Márcio Blanco, produtor e realizador do Na Real, apresenta Bebeto Abrantes e Carlinhos Mattos, curadores do evento. Por trás tem Kerlon Lazzari, muitas vezes invisível, mas igualmente importante nessa equipe, dando suporte para o acontecimento se tornar real.
Esse encontro é recheado de trocas desde a chegada do público para a aula-bate-papo, seguida pela atenciosa escuta de todos, depois pela interatividade nas livres perguntas que são partilhadas com o diretor.

Na despedida, onde todos novamente se veem e se falam, abrem-se as câmeras e os áudios de todos os presentes, e permanecemos pelo menos uns 30 minutos prolongando aquela noite, até onde for possível.

Dois dias depois, mais uma sessão.
Uma mensagem virtual indica um link de um novo filme a ser visto, do próximo diretor.
Para alimentar o debate que está por vir, recebemos um link com o material didático que reforça o valor teórico do curso.

Começou novamente…
Márcio Blanco agradece aos apoiadores e ao público, reforça que sem eles nada daquilo aconteceria, pausando a distopia que vivemos e é momentaneamente esquecida por alguns instantes.

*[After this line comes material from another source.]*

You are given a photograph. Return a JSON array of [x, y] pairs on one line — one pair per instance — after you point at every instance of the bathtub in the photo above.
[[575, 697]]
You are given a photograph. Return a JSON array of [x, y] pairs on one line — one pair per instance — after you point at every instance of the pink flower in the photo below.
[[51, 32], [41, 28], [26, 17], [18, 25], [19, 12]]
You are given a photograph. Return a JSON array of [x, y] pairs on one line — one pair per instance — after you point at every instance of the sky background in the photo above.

Os dois curadores, Bebeto e Carlinhos, apresentam o diretor documentarista convidado da noite, que de sua casa entra em nossas casas com uma cumplicidade e transparência que novamente nos surpreende pela sua sincera e despida entrega.

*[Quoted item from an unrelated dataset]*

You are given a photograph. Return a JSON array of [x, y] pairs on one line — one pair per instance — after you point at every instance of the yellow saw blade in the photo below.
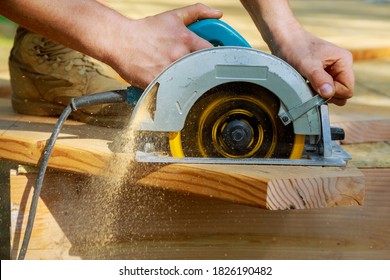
[[236, 120]]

Passam filhos ao fundo, vemos a sua decoração caseira e compartilhamos a mesma experiência de nossas intimidades do lado de cá. A tela que nos separa fica invisível por instantes e sentimos a presença do diretor convidado, literalmente, ao nosso lado.

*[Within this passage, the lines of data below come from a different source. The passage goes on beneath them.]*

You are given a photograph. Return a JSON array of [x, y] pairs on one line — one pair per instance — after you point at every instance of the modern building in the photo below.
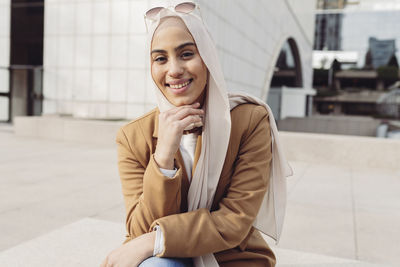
[[366, 56], [95, 63]]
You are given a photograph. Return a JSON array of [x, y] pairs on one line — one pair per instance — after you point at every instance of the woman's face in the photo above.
[[176, 65]]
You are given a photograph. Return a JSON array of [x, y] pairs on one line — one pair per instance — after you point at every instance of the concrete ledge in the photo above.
[[68, 129], [87, 242], [344, 150]]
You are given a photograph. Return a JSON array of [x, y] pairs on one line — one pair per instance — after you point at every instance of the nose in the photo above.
[[176, 68]]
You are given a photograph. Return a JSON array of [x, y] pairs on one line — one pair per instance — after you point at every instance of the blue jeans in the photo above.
[[166, 262]]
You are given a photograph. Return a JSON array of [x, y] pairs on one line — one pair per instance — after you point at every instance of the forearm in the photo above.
[[161, 197]]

Um dia sim e outro não, estamos tendo encontros com 12 grandes diretores documentaristas do Brasil.

Durante quase 30 dias é sempre assim no seminário Na Real. 

São 200 pessoas na plateia virtual que a cada sessão, a cada olhar silencioso compartilhado, se conhecem um pouco mais. O importante é que todos ali, cineastas ou não, têm um interesse muito maior em comum: viver uma experiência de troca de saberes.

Todos aparecem na hora marcada com múltiplas carinhas de suas próprias casas, quando surge um sinal para habilitar a gravação do acontecimento. Todos se veem, porém “mutados” (todos em afetuoso silêncio coletivo), e num determinado momento desaparecem para começar uma experiência de profunda escuta, por cerca de duas horas.

Esse momento entre o público aparecer na tela e depois “sumir”, sinto que nesse reduzido lapso de tempo, o diretor convidado e seus dois mediadores se fortalecem enormemente de afeto. Então, começam um diálogo generoso, que só alguns encontros reservados, como aqueles vividos numa mesa de bar, nos proporcionam.

Mas mesmo que os três que ali conversam esqueçam que estão sendo vistos ao vivo por 200 presentes, sem imagens, no fundo todos sabem que estamos ali ouvindo com todo nosso corpo. A interatividade que surge e sustenta o Na Real ultrapassa a dimensão formal de um evento dessa natureza. A conectividade é plena.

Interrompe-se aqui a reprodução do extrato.